Support Questions

Find answers, ask questions, and share your expertise
Announcements
Celebrating as our community reaches 100,000 members! Thank you!

how to split and batch insert

avatar
Explorer

I have a source table with 200 million of rows, which needs to fetch to another system.

The other system offer a batch insert.  Is there an NiFi example I can follow that will read a source table and split the data into to 20 chucks and make 20 batch inserts, concurrently?

 

1 ACCEPTED SOLUTION

avatar
Super Guru

So if the goal is that at any given time the number of concurrent upload is always no more than 20, then ignore the last part in my response that talks about "Batch Processing at the group Level". All you need is basically to get the records from the DB as I have explained and on the processor that does the upload you can set the Concurrent Tasks to 20 with the consideration listed above.
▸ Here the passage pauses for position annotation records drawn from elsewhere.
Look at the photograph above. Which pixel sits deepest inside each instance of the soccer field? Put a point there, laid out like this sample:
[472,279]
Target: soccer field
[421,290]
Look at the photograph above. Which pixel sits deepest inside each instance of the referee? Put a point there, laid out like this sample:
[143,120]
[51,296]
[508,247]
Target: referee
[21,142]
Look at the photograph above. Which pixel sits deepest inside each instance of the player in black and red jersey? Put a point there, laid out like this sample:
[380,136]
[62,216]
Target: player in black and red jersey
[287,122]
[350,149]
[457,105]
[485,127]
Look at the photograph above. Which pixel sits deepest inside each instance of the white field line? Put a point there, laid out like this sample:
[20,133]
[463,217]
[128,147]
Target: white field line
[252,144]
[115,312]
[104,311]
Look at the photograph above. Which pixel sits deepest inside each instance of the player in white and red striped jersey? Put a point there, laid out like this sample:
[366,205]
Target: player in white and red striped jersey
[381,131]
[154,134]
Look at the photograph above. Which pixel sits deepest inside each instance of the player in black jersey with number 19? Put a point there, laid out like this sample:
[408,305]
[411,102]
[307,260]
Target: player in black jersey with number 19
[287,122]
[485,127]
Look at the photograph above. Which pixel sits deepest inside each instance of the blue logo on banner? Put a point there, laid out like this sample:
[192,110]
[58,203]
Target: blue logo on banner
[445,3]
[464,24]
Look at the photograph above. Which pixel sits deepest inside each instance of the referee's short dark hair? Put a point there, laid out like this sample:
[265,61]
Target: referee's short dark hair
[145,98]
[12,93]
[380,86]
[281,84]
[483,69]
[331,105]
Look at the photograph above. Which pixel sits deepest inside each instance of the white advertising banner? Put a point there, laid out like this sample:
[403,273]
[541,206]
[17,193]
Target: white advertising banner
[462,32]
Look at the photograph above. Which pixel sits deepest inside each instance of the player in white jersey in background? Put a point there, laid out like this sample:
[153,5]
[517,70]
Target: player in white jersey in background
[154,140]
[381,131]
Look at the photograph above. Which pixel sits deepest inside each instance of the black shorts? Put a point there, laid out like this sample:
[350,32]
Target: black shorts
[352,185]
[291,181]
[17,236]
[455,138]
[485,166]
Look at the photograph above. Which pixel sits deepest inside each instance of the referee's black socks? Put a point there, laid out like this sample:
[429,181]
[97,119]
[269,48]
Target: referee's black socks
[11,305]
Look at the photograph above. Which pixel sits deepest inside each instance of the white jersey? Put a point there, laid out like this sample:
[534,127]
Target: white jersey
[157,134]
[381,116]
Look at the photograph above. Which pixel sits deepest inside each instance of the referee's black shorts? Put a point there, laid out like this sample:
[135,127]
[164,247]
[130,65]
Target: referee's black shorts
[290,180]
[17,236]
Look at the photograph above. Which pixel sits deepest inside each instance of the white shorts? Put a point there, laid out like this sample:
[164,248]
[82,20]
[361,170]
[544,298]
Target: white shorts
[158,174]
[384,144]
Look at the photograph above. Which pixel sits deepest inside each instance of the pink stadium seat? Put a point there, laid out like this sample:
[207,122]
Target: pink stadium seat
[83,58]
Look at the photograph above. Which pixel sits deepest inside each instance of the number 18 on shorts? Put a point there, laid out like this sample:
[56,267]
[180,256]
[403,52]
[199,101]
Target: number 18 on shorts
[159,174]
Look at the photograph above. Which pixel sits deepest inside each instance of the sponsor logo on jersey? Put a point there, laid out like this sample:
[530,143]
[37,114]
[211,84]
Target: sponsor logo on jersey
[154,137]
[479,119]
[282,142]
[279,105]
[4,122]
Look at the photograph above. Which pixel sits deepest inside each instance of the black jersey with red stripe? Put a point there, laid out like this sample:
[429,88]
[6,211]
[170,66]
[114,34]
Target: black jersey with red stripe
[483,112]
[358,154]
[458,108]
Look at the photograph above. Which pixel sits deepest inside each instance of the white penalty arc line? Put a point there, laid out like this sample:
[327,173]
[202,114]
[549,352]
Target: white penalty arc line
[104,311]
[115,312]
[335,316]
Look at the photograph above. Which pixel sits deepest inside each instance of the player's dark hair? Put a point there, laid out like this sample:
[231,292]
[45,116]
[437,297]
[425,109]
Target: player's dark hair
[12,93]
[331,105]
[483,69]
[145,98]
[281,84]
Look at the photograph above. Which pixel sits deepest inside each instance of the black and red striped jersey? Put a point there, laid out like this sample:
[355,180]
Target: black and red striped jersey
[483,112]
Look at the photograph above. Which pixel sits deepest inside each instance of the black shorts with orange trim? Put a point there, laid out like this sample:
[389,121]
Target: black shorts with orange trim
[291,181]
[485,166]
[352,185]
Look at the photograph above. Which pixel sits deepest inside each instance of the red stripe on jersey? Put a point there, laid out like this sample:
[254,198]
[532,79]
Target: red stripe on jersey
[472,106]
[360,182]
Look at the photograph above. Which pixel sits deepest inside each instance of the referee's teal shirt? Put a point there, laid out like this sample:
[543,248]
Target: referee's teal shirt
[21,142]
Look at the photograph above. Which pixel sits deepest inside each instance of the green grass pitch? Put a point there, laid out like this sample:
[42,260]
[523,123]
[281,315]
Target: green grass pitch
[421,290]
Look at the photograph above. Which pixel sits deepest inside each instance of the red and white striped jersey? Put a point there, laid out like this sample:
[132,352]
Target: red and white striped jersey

Also Since you have too many records I would also consider using GenerateTableFetch before ExecuteSQL which will help generate sql statement that will partition the data into different pages given that you have a column with Numeric value such as an id that is sequence and evenly distributed. for more info see:

https://nifi.apache.org/docs/nifi-docs/components/org.apache.nifi/nifi-standard-nar/1.12.1/org.apach...

This way you can setup a schedule on the GenerateTableFetch to generate the different partitioned queries so that the fetched data downstream is processed without causing backpressure or out of memory exceptions.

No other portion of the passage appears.